Hi Tonja,
given your example, I understand that you only have two replicates per class: two treated and two controls. If that's the case, then you cannot include both the known batch effect and a factor of RUV because you don't have enough degrees of freedom in the model.
In fact, what do you mean here by batch? The design that you are describing seems a paired design to me, i.e., you have two _pairs_ of treated, control experiments. You may want to take advantage of that in your analysis, by specifying a paired design in edgeR (see chapter 3.4 of the edgeR User's guide).
A minimal example would be:
expt <- factor(c(1, 1, 2, 2))
treatment <- factor(c("t", "c", "t", "c"))

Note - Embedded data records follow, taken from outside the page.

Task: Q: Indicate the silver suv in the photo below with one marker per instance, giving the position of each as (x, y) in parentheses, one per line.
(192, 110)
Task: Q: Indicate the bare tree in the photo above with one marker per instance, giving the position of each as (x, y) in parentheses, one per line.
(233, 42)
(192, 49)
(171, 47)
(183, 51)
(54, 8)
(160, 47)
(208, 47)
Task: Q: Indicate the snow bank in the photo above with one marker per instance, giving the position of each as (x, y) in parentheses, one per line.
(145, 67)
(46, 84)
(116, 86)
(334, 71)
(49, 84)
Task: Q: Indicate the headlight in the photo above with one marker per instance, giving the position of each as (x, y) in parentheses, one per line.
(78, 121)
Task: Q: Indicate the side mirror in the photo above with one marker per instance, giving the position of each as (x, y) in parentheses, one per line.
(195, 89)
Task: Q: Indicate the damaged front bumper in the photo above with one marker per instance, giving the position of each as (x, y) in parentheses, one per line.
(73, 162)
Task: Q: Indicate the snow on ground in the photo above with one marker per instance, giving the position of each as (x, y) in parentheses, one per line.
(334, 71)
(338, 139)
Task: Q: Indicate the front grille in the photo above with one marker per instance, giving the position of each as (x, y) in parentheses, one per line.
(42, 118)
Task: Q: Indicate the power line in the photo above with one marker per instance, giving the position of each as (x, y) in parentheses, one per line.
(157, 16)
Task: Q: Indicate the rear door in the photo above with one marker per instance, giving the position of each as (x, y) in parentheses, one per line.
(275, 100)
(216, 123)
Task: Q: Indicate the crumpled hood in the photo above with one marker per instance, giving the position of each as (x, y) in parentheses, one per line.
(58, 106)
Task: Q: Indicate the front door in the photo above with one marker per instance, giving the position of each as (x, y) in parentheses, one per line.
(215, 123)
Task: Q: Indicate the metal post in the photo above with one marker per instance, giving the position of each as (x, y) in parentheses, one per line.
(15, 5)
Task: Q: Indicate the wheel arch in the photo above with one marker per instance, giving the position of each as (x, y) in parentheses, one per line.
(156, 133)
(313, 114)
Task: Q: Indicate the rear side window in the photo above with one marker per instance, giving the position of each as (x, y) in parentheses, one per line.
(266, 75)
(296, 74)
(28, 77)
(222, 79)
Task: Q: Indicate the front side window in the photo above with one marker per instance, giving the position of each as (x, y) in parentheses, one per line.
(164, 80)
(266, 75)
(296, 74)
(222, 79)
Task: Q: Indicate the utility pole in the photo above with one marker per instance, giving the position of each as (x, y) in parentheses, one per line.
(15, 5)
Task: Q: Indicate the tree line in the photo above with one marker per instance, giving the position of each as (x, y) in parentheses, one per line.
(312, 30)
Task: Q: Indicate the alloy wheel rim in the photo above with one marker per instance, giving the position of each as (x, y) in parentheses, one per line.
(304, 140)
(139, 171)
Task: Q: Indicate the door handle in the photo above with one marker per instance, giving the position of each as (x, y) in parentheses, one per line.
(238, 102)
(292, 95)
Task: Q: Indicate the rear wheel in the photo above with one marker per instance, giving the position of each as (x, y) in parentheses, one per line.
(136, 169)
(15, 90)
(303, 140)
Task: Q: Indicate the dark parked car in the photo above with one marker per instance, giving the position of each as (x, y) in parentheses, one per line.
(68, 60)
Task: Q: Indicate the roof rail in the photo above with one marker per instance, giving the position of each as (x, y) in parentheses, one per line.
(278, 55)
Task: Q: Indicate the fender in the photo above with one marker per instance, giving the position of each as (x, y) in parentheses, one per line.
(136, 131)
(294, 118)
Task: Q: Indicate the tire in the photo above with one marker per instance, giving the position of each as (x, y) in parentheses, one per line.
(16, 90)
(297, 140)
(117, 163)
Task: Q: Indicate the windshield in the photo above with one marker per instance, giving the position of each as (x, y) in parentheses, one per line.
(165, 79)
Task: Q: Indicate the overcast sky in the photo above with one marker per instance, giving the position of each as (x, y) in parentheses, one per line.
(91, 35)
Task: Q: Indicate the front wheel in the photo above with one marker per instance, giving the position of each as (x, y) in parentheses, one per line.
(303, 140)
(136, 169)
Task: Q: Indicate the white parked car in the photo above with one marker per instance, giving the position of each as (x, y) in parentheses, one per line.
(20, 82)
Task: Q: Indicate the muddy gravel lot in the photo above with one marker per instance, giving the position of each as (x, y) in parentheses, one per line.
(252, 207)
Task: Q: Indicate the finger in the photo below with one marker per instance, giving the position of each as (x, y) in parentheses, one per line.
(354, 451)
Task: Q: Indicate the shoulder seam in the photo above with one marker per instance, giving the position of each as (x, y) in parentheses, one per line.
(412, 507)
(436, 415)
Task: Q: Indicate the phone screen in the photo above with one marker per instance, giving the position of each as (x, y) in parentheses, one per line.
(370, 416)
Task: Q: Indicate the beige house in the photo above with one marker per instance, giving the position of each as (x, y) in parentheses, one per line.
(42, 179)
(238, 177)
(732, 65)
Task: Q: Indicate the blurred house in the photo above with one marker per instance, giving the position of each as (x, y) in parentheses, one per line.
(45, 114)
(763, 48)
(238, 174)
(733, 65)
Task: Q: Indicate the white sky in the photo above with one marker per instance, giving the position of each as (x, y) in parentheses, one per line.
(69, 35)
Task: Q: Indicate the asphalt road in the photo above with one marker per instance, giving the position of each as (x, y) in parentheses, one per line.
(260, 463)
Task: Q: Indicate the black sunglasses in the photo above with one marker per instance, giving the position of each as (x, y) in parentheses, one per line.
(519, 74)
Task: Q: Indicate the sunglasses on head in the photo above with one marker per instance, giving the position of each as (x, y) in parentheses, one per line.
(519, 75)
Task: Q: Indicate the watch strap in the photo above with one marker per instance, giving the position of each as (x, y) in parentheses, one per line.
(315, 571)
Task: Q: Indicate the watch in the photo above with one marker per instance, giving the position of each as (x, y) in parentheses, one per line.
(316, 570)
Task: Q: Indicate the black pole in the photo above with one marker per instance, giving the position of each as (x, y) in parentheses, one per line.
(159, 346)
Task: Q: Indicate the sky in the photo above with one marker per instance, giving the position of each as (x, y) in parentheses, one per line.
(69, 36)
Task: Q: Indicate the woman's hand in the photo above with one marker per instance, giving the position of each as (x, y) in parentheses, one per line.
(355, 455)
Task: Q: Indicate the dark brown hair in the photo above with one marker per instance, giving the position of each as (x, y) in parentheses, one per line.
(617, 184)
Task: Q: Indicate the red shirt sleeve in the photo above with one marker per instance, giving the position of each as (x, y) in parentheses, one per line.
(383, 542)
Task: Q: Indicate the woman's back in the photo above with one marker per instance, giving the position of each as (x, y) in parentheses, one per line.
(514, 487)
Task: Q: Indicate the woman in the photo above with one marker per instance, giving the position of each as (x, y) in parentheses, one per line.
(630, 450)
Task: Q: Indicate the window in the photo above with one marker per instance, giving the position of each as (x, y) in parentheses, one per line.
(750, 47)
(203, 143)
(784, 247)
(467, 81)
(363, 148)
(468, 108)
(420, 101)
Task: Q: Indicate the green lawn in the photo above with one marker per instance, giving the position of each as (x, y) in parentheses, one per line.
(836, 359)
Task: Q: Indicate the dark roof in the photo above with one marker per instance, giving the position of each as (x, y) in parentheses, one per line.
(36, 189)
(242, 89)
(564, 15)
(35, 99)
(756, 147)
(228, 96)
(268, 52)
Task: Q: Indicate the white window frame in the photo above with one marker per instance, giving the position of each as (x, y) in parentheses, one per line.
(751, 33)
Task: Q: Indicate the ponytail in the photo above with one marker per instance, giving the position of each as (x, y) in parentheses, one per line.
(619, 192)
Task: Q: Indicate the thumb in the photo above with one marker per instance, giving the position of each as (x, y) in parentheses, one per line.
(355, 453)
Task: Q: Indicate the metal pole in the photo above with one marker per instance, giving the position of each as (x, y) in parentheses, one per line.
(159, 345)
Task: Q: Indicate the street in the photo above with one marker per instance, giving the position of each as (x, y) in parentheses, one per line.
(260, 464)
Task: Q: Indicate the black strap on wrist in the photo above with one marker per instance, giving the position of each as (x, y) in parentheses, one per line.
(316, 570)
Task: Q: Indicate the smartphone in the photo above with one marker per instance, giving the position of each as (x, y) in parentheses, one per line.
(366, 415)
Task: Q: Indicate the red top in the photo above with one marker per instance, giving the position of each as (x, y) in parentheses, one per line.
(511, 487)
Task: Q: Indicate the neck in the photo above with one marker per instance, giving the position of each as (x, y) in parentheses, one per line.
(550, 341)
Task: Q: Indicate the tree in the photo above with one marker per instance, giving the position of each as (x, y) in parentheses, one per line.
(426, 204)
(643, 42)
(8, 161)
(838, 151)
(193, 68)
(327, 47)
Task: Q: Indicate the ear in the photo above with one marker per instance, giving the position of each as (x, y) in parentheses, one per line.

design <- model.matrix(~expt+treatment)
Note that if you do that, you need to estimate three regression coefficients: for the intercept, for experiment (batch), and for treatment. Then you need to estimate the variance as well. Hence, you don't have any degrees of freedom left (4 observations, 4 parameters). And it is not possible to add any additional factor in the design, i.e., you cannot use RUV in this case.
Obviously, you could drop the expt variable, and use one factor from RUV instead, but it seems to be a better strategy in this case to make use of the information that the samples are paired.
I guess I did not express myself well enough. The minimal example for edgeR analysis is clear for me and you got it right: Ctl1 and Trt1 were processed together, and Ctl2 and Trt2 together: so the bach effect would be between the first pair of treated/control and the second pair.
If that's the case, then you cannot include both the known batch effect and a factor of RUV because you don't have enough degrees of freedom in the model.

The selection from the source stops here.